アブラハムの「無名のしもべ」

shirasagikara2013-07-08

国立国会図書館にいたころ、当時米国議会図書館に派遣されていた同僚の萩原延寿の報告で、図書館員の大事な資質は「無名に留まる意志」(Willingness to be anonymous)だと知った。利用者に奉仕して裏方に徹する態度だ。こういう人が多い社会や国家は健全だ。旧約聖書にその模範の人物がいる。「創世記」24章で、アブラハムから息子イサクの嫁選びに派遣された「無名のしもべ」がその人だ。
彼は「忠実の人」だ。アブラハムの全財産を善良な管理者として差配する。またひと言も自分のことを語らない。旅の苦労や危険も話さない。ただ主人の心を心として嫁を探す。しかも言われたままでなく、自分の判断を加えて行動する。
彼は「信仰の人」だ。アブラハムが同じ信仰の親族から嫁を求め、信仰継承を願う線上で動く。まず目的の町に着いたとき、地図に頼らず神に頼って祈る。祈り終えないうちにリベカが現れる。主人の結婚の条件は「信仰」だけだったが、彼はそれを「愛」に絞る。旅人に水を飲ませるのはふつうだが、バカ飲みするラクダにまで飲ませる女性を彼は祈りの中で嫁と定めた。リベカは旅人だけでなくラクダ10頭に水を汲んだ。愛の女性だった。
彼は「決断の人」だ。神さまの導きで理想の嫁リベカを探せた。だから「妹様をくださるか、否か」と、リベカの兄ラバンに決断を迫る。彼の決断に押されてラバンも「このことは主の御意志、人間が善し悪しを言えない」と決断する。

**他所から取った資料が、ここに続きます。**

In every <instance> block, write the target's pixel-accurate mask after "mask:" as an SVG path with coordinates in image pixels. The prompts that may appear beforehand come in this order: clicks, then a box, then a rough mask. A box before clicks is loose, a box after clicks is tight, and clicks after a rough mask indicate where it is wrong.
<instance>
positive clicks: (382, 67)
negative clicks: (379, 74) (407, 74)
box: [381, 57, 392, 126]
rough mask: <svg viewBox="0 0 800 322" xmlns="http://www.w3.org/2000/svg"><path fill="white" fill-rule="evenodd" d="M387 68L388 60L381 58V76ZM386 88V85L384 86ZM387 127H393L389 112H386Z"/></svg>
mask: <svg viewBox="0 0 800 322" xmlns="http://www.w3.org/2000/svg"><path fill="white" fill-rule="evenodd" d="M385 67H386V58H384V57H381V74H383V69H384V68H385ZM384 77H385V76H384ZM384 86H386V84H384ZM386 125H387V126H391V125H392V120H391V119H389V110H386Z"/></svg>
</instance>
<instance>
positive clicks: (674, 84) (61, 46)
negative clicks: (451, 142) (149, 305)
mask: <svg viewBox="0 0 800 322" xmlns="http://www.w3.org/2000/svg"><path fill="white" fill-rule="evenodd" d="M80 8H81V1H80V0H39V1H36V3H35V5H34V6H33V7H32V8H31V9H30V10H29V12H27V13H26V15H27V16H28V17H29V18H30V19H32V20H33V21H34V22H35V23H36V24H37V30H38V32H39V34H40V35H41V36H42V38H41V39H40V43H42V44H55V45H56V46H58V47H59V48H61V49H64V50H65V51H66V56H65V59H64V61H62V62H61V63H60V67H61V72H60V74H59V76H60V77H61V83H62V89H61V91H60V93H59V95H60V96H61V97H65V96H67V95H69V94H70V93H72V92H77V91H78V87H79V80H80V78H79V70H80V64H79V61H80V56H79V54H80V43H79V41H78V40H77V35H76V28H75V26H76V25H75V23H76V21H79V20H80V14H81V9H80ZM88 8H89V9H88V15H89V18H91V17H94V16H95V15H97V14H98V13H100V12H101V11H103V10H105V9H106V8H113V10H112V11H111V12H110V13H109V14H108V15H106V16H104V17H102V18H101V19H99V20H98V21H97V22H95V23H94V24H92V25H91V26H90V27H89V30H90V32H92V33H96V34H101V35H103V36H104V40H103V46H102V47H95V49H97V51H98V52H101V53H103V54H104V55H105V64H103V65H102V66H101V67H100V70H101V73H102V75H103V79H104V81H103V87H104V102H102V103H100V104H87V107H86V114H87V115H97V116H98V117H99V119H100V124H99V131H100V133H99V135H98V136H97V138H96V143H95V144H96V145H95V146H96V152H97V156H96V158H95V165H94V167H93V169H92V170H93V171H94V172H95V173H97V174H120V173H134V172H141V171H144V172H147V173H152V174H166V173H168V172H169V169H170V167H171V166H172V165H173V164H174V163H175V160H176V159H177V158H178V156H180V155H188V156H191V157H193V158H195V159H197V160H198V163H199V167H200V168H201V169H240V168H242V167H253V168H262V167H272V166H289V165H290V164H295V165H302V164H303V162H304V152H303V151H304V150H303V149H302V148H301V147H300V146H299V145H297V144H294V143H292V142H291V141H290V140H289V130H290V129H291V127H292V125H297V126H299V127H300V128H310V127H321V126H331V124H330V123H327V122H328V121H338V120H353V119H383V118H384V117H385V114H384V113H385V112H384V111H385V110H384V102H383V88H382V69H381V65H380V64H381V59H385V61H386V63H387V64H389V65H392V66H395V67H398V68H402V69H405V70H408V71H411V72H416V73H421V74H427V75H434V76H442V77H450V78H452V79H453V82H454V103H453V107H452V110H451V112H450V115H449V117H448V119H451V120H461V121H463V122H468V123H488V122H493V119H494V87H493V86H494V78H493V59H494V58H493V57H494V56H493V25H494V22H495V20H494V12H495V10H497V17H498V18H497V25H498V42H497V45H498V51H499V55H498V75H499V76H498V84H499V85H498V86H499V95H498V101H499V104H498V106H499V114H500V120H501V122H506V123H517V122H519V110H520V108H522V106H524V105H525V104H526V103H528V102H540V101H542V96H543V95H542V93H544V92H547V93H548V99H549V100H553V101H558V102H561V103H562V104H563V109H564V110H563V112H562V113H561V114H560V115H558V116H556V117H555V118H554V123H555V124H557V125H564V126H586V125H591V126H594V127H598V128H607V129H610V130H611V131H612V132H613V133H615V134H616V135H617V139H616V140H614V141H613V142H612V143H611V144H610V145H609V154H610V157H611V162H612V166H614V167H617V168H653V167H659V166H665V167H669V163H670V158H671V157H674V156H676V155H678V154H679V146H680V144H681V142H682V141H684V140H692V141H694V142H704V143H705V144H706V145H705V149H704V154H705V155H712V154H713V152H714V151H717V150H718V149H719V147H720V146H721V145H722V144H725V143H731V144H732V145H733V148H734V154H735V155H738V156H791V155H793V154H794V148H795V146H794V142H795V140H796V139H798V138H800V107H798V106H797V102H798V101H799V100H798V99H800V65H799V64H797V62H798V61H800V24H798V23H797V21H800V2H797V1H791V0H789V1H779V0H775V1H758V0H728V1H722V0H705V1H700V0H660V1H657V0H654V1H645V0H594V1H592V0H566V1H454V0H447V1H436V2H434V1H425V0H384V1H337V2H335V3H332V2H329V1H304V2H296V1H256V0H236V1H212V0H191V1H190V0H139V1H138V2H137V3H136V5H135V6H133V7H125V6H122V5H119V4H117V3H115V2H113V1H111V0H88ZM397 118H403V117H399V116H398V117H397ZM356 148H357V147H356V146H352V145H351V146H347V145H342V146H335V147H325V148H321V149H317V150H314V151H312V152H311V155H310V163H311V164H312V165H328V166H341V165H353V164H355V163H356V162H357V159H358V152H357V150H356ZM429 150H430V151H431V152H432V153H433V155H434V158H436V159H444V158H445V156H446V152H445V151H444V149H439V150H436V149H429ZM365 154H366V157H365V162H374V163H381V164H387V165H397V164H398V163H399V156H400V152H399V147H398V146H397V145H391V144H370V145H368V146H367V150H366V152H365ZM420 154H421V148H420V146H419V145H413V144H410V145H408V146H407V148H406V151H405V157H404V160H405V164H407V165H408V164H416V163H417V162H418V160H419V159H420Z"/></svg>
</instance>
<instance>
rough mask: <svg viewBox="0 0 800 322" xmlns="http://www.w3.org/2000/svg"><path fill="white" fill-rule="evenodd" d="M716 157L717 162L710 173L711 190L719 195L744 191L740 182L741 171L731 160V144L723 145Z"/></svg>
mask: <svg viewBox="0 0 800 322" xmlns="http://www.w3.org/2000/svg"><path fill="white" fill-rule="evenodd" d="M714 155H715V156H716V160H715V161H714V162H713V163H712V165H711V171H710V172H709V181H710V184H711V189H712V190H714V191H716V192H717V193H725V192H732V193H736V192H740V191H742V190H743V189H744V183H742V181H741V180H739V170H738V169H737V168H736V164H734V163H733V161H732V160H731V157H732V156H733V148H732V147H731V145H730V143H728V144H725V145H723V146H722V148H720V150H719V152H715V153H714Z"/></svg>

彼は「自分を消した人」だ。彼は帰りの道中、自分の知る限りのイサク坊ちゃんのことを詳しく話した。そしてイサクが現れると消え去る。無名のままで。
無名のしもべは「クリスチャンの型」だ。模範だ。イエスを中心に生き、花嫁(求道者)を探してイエスに連れてくる。イエスのことなら「待ってました」と話す。イエスに引き渡して自分は消える。彼は最初から最後まで「無名」を貫く。聖書はすごい。